Pengakuan dan Ketegangan Internasional

Israel dan Amerika Serikat mengecam keputusan Prancis. Mereka menyebut pengakuan tersebut sebagai “hadiah” bagi Hamas, kelompok yang menguasai Gaza dan melakukan serangan terhadap Israel pada 7 Oktober 2023.

Macron sebelumnya telah membahas pengakuan ini dengan Presiden AS Donald Trump dan Perdana Menteri Israel Benjamin Netanyahu. Trump mengatakan pada Jumat lalu bahwa pengakuan Prancis “tidak memiliki bobot apa pun,” meski menambahkan bahwa Macron adalah “pria yang baik.”

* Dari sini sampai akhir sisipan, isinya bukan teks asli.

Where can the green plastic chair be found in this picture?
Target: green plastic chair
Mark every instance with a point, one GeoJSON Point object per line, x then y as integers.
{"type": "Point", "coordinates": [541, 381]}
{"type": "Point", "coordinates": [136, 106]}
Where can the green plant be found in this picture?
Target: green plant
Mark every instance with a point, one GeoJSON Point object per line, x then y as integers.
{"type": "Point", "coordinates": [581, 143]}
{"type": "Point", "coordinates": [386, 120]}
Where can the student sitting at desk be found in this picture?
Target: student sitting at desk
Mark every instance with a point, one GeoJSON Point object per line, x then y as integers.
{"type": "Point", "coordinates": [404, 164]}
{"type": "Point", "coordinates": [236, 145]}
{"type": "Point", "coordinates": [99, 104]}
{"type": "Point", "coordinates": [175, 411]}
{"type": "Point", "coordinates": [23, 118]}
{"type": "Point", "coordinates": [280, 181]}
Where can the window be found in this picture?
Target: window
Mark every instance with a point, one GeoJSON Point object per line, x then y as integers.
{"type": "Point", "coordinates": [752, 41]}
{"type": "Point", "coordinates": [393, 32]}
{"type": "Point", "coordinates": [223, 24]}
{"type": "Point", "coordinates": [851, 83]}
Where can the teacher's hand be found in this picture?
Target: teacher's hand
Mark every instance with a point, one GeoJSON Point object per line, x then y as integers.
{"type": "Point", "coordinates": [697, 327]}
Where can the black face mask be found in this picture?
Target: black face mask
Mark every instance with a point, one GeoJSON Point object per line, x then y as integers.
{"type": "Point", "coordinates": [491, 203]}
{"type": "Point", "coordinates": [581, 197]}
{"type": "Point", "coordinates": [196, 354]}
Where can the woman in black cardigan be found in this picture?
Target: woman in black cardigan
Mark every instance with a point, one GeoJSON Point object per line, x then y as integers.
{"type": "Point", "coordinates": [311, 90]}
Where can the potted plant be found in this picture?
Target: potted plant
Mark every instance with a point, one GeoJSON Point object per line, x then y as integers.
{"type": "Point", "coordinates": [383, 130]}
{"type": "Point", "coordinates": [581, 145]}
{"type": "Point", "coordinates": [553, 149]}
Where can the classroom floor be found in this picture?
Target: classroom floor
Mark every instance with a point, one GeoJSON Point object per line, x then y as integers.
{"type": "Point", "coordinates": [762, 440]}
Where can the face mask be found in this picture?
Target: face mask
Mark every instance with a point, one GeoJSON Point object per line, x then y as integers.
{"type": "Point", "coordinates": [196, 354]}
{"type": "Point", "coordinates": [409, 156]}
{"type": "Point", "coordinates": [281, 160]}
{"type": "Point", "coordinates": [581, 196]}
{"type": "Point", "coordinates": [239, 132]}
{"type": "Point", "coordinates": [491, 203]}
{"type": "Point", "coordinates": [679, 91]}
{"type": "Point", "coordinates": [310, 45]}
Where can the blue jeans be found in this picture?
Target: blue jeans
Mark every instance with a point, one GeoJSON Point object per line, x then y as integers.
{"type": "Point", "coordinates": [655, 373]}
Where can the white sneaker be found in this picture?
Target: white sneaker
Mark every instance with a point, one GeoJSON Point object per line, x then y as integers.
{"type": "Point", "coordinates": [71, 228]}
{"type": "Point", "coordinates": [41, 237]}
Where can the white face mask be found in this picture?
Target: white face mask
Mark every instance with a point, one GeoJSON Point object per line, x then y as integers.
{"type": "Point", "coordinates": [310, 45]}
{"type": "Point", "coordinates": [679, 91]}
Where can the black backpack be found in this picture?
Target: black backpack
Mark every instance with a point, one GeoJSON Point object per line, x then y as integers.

Awalnya, Prancis ingin mengumumkan pengakuan ini dalam konferensi gabungan bersama Arab Saudi di PBB pada bulan Juni, yang akan mengajukan peta jalan menuju kenegaraan Palestina sekaligus menjamin keamanan Israel. Namun, tekanan dari AS dan serangan Israel ke Iran membuat konferensi itu ditunda.

Kini, pengumuman Macron pada Kamis lalu dihubungkan dengan versi terbaru dari konferensi tersebut, yang dijadwalkan ulang menjadi pertemuan tingkat menteri pada awal pekan ini. Paris juga merencanakan pertemuan puncak pada Sidang Umum PBB bulan September, tempat Macron akan secara resmi menyampaikan pengakuan kenegaraan Palestina.

Beberapa analis melihat Macron menggunakan pengakuan ini sebagai pendorong agar Presiden Otoritas Palestina, Mahmoud Abbas—rival moderat Hamas—dan pihak-pihak regional lainnya melakukan konsesi.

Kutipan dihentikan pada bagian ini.